Bolsonaro pede que 'forças federais' contenham manifestações de 'marginais' e 'maconheiros terroristas'

Presidente voltou a orientar apoiadores para que não saiam às ruas no domingo e disse que manifestantes contrários a ele 'querem quebrar o Brasil'.

O presidente Jair Bolsonaro voltou a chamar os manifestantes de grupos pró-democracia contrários ao seu governo de “marginais” e “terroristas” e pediu que as forças de segurança do país atuem contra as manifestações marcadas para domingo se os grupos “extrapolarem” os limites.

Bolsonaro pediu que seus apoiadores não façam manifestações no domingo e afirmou que os manifestantes contrários a seu governo são “marginais, maconheiros terroristas, que querem quebrar o Brasil em nome de uma democracia que nunca souberam o que é e nunca zelaram por ela”.

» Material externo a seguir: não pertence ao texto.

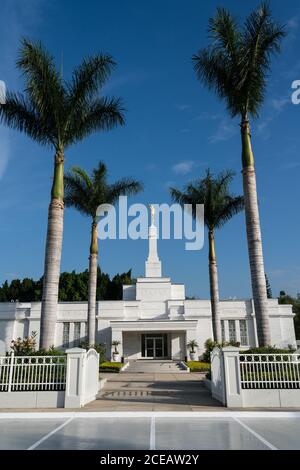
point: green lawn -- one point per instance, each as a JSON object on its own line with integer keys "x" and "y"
{"x": 198, "y": 366}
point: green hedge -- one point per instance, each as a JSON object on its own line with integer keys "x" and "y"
{"x": 110, "y": 366}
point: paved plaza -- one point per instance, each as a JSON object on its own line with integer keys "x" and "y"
{"x": 150, "y": 431}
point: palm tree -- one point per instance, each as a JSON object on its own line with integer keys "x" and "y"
{"x": 236, "y": 66}
{"x": 219, "y": 207}
{"x": 57, "y": 114}
{"x": 86, "y": 193}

“O outro lado, que luta por democracia, que quer o governo funcionando, quer um Brasil melhor e preza por sua liberdade, que não compareçam às ruas nestes dias para que as forças de segurança, não só estaduais, bem como a nossa, federal, façam seu devido trabalho porventura estes marginais extrapolem os limites da lei”, disse Bolsonaro, durante a inauguração do hospital de campanha da cidade de Águas Lindas de Goiás, no entorno de Brasília, que será usado para atender vítimas do novo coronavírus.

Em sua fala, o presidente chegou a dizer que espera um abrandamento da epidemia para que a economia volte a girar, mas não citou o novo recorde de mortes pela doença registrado na quinta-feira, que fez o Brasil ultrapassar a Itália e se tornar o terceiro país do mundo em óbitos causados pela Covid-19.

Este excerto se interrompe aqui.